What is the last documentary evidence
we have that Chaucer was still alive in 1400?
(From Fragment X, lines 1081 to end of
text)
- If the reader is pleased by anything
he or she has read, who should that reader thank, according
to Chaucer?
- If the readers are displeased by anything
they have read, who or what should they blame, according
to Chaucer?
- When Chaucer says, "For oure book
seith, 'Al that is writen is writen for oure doctrine,'" what
biblical book is he quoting?
- What does Chaucer say his "entente"
is in writing The Canterbury Tales?
- What does Chaucer beseech his readers
to do for him? (i.e., "Wherfore I biseke yow mekely
. . ."?)
- What does Chaucer ask forgiveness
for besides "my
giltes"?
- When Chaucer revokes his earlier works
as being "worldly vanitees," he lists the works he
has written. Why does providing a complete list seem
a bit odd if Chaucer doesn't want people to read them?
- When Chaucer retracts The Canterbury
Tales, what qualifier does he attach? (Does Chaucer
retract all of them? Some of them? None of them? Which
ones are those that "sownen into synne"?)

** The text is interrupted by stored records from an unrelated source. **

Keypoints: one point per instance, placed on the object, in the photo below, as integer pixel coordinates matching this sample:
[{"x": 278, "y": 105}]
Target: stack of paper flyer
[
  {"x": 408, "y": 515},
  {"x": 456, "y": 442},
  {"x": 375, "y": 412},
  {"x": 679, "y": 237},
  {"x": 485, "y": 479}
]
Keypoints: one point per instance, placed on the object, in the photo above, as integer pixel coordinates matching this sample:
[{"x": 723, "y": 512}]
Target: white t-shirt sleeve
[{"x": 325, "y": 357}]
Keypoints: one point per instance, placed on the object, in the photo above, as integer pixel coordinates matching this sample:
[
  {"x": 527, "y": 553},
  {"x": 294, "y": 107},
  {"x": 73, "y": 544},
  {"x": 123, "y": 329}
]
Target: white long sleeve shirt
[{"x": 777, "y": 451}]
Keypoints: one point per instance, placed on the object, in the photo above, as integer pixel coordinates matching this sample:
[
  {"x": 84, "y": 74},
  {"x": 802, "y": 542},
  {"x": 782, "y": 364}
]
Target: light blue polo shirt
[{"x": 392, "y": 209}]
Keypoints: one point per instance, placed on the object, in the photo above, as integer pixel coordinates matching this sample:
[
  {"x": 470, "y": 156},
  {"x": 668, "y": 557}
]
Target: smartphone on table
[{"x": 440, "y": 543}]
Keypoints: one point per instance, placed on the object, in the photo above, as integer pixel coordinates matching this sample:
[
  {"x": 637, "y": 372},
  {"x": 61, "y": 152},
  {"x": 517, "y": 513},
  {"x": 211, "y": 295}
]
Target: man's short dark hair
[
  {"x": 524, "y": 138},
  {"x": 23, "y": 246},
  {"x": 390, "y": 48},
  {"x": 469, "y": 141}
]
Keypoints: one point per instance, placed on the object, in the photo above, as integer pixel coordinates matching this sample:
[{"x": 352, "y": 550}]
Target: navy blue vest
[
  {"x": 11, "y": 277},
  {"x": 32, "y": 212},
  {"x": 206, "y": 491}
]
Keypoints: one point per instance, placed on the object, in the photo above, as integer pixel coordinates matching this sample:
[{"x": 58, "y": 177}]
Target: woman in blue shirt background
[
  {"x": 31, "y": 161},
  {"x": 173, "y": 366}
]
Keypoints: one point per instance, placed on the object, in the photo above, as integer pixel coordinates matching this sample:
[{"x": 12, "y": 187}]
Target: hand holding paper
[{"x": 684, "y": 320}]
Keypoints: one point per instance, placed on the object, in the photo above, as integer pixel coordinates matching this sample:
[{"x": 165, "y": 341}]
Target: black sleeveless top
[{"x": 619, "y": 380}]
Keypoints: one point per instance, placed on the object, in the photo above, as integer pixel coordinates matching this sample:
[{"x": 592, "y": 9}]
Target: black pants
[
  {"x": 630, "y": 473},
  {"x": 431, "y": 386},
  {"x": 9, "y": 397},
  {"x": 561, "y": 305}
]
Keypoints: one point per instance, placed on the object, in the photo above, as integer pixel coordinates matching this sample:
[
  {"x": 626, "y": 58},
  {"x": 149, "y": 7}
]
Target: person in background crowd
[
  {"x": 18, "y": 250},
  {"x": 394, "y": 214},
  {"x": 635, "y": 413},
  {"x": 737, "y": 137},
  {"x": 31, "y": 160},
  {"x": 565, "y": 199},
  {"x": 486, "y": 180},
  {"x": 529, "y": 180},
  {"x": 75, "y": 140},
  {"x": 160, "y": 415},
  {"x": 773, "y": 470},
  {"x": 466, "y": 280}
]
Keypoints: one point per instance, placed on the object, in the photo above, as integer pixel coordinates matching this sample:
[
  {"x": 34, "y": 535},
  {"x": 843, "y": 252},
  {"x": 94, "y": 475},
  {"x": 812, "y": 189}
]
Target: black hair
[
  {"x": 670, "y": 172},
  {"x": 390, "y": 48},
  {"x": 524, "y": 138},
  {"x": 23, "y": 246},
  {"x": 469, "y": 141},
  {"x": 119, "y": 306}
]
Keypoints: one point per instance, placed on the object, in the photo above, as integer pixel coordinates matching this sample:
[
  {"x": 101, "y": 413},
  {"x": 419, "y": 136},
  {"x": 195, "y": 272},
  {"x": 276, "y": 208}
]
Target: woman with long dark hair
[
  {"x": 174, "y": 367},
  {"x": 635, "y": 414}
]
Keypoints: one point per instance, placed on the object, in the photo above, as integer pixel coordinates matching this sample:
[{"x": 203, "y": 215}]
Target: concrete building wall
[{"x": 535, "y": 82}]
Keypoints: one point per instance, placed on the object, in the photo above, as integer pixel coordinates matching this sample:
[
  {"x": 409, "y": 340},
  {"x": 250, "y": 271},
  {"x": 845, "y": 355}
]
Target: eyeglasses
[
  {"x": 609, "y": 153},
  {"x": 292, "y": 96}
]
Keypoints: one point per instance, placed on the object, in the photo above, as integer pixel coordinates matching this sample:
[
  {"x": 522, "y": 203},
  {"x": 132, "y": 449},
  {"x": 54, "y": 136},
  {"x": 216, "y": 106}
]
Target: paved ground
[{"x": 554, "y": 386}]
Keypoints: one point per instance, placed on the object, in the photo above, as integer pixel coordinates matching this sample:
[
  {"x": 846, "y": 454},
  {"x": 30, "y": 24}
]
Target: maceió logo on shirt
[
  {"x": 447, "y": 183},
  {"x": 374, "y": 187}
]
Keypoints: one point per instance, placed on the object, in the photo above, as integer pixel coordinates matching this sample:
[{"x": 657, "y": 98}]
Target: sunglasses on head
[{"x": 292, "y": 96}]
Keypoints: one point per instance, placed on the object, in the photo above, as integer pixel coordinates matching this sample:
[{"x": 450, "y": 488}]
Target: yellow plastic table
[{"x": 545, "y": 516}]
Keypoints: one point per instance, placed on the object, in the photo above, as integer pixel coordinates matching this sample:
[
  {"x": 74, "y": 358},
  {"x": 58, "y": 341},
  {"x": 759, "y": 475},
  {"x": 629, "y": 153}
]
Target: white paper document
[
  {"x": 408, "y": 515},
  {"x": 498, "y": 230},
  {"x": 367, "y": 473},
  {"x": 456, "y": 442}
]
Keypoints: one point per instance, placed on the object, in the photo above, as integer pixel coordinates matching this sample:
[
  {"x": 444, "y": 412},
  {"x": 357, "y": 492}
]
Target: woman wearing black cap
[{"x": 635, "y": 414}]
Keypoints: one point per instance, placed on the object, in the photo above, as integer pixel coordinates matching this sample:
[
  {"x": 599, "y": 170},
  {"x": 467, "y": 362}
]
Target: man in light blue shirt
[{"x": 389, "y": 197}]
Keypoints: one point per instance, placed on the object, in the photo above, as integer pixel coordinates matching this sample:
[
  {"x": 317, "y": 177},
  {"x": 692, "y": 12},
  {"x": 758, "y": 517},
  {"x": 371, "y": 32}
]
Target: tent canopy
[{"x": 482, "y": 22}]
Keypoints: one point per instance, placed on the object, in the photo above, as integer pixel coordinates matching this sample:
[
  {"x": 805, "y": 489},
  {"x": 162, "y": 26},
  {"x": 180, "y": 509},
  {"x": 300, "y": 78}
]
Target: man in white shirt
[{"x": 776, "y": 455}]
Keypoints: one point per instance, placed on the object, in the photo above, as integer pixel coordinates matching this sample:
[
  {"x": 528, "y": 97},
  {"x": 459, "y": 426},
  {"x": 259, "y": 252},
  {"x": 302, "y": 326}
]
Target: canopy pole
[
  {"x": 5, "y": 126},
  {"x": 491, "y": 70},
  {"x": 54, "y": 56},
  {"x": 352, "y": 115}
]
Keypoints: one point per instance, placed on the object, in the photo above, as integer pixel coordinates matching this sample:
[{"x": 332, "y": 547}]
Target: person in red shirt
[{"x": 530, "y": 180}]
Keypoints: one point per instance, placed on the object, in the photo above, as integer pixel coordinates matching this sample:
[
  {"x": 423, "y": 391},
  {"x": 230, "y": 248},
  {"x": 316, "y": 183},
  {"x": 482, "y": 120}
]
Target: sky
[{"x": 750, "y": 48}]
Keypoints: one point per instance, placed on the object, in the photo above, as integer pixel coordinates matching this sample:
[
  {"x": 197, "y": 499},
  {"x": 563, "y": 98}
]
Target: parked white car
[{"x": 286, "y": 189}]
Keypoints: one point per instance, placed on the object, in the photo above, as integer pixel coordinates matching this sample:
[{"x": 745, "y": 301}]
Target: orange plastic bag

- How is "The Book of the Leoun" different
from the earlier works listed in the Retraction?
- What works does Chaucer consider works
of "moralitee and devocioun" that he has written?
- What does Chaucer ask Christ, the Virgin
Mary, and the saints to grant him in terms of grace?
If he prays for the grace to do this, what does
that suggest about his current attitude?
Identifications:
A. Now preye I to hem
alle that herkne this litel tretis or rede, that if ther
be any thing in it that liketh hem, that therof they
thanken oure Lord Jesu Crist, of whom procedeth al wit
and al goodnesse. And if ther be any thing that displese
hem, I preye hem also that they arrette it to the defaute
of myn unconnynge and nat to my wil, that wolde ful fain
have seyde bettre if I hadde had conning.
B. For oure booke seith, "Al that is written
is writen for oure doctrine," and that is myn intente.
C. Wherefore I biseke yow mekely,
for the mercy of God, that ye preye for me that Crist
have mercy
on me and
foryeve me my giltes; / and namely of my translacions
and enditynges of wordlly vanitees, the whiche I revoke
in my retracciouns: as in the book of Troilus; the
book also of Fame; the book of the five and twenty. Ladies; the book
of
the Duchesse; the book of Seint Valentynes day of the
Parlement of Briddes; the tales of Caunterbury, thilke
that sownen into synne; / the book of the Leoun; and
many another book, if they were in my remembrance, and
many a song and many a leccherous lay, that Crist for
his grete mercy foryeve me the synne.